La tenace volontà di apprendere, l’occhio della cinepresa puntata sui suoi pazienti, richiamano lo sguardo del dodicenne che ascoltava i deliri del fratello, cercando di capire le avvisaglie delle crisi, fra i vissuti di paura e d’imbarazzo, lo stigma e la segretezza della famiglia.
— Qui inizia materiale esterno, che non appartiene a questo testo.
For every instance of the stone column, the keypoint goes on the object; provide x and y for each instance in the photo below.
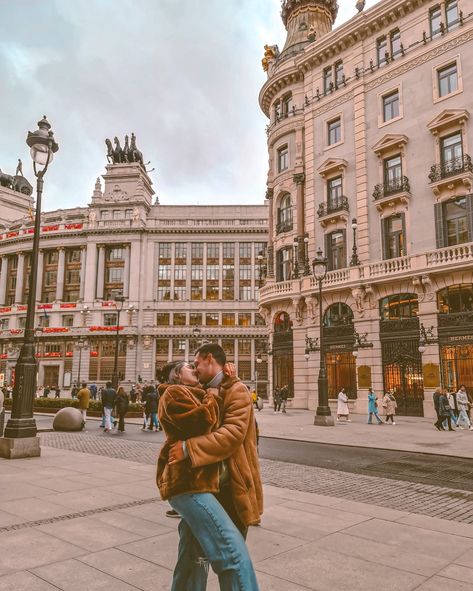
(20, 275)
(270, 251)
(3, 280)
(60, 274)
(39, 286)
(100, 272)
(126, 272)
(83, 266)
(299, 179)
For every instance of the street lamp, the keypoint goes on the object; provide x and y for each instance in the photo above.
(355, 261)
(323, 415)
(119, 299)
(21, 423)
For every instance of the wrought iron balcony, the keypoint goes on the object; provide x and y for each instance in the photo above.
(400, 185)
(333, 206)
(283, 227)
(450, 168)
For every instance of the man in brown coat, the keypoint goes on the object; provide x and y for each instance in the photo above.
(233, 444)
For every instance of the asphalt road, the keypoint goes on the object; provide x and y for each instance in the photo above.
(430, 469)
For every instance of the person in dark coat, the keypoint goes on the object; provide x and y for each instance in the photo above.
(121, 408)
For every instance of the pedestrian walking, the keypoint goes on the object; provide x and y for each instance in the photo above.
(215, 520)
(108, 403)
(463, 405)
(373, 407)
(444, 413)
(343, 411)
(84, 401)
(389, 405)
(121, 408)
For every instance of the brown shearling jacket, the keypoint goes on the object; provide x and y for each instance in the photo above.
(185, 412)
(235, 442)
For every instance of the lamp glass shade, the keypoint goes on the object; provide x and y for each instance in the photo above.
(40, 153)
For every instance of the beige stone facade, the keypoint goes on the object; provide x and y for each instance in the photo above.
(188, 274)
(371, 122)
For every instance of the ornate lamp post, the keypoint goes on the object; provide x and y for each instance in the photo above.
(21, 423)
(355, 261)
(119, 299)
(323, 415)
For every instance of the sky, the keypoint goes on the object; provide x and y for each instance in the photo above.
(183, 75)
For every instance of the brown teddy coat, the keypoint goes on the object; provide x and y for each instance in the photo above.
(235, 442)
(185, 412)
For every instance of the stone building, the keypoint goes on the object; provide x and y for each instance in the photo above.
(188, 274)
(369, 138)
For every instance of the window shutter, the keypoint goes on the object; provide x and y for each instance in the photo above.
(469, 216)
(440, 224)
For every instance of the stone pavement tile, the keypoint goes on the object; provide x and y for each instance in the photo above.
(95, 498)
(27, 548)
(33, 509)
(437, 524)
(380, 553)
(24, 581)
(412, 539)
(372, 510)
(323, 570)
(88, 533)
(137, 525)
(458, 572)
(131, 569)
(264, 543)
(297, 524)
(330, 519)
(72, 575)
(160, 550)
(441, 584)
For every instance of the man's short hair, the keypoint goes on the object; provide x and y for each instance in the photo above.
(212, 349)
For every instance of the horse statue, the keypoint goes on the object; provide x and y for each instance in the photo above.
(135, 155)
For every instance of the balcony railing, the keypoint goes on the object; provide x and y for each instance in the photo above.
(399, 185)
(332, 206)
(450, 168)
(283, 227)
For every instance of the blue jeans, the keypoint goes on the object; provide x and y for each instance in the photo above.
(207, 532)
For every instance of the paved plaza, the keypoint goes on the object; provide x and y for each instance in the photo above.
(73, 520)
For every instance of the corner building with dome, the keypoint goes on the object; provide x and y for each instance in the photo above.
(369, 143)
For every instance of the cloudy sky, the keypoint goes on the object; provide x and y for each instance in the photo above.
(183, 75)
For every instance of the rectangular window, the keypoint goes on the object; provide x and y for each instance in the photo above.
(336, 251)
(328, 80)
(334, 131)
(435, 17)
(453, 15)
(162, 319)
(394, 237)
(179, 319)
(448, 79)
(283, 158)
(382, 51)
(456, 221)
(391, 106)
(68, 320)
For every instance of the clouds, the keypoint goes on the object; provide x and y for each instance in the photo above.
(184, 75)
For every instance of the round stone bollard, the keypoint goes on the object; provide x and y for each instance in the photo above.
(68, 419)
Quella tragica esperienza gli fa intendere i risvolti disperanti di quelle liberazioni: “È come essere uccisi con delicatezza” gli raccontava il fratello, quando la sedazione dei sintomi positivi spegneva il sentimento mistico che dava profondità e significato alle costruzioni deliranti e con esso il nitore e la chiarezza con cui percepiva un mondo divenuto “smorzato”.
Il suo interesse per gli stati del cervello e della mente, per la fisiologia dei sensi, per comprendere come ci facciamo un’idea del mondo sul piano visivo, come vediamo il colore, la profondità, il movimento, come funzionano i sistemi cerebrali implicati nella percezione del significato, del senso della meraviglia e del mistero, dell’apprezzamento della bellezza, in quella combinazione di scienza e narrazione delle storie appresa in famiglia, fanno di lui un osservatore che studia anche su di sé gli effetti delle droghe e le allucinazioni, le aure emicraniche o la sindrome dell’arto fantasma dopo un intervento alla gamba.
Il senso di prigionia e l’ebbrezza della libertà, il medico e il centauro, Oliver e Wolf, una duplicità che a un certo punto percepì come “oscura e pericolosa”, eccessi di baldanza e intemperanze fino agli agiti auto-lesivi, un controllo “precario e trionfante” che lo portano a cercare un’analisi, un viaggio durato più di quarant’anni, sviluppo esistenziale che gli conferma il valore di un’assoluta libertà di comunicazione, l’attenzione a ciò che sta al di là della coscienza e delle parole, di come i disturbi e la loro cura non si possa astrarli dalle persone e dai loro contesti. “A volte sentivo di precipitare, quasi del tutto indifeso, nell’identificazione con i pazienti.” Un’empatia, la sua, che racconta maturata nel tempo, facendo breccia nelle sue difficoltà a stabilire legami, a fidarsi, a provare un senso di appartenenza: “A volte mi è sembrato di aver vissuto a una certa distanza dalla vita.
I suoi libri sono viaggi antropologici condotti fuori e dentro di sé, trasportato dalle proprie vicissitudini di vita e dalla curiosità per come i deficit trovano compensazione, una neurologia personologica e uno spirito letterario, poetico, romantico: “A me sembra di scoprire i miei pensieri attraverso la scrittura, nell’atto di scrivere.” Quel processo creativo, che a volte sgorga di getto e a volte si arena, fra illuminazioni e momenti di oscurità, lo accompagna sempre: “Noi pensiamo alla scienza come scoperta e all’arte come invenzione, ma esiste forse un terzo mondo (...) che è entrambe le cose?”.
Questa autobiografia è la cronaca di una ricerca, di una vita goduta e al tempo stesso resa un inesausto campo di indagine. Wolf e Oliver e il loro andare avanti.

“Al peggio, si è in movimento; al meglio,
non raggiungendo un assoluto in cui fermarsi,
gli si è sempre più vicini non restando immoti.”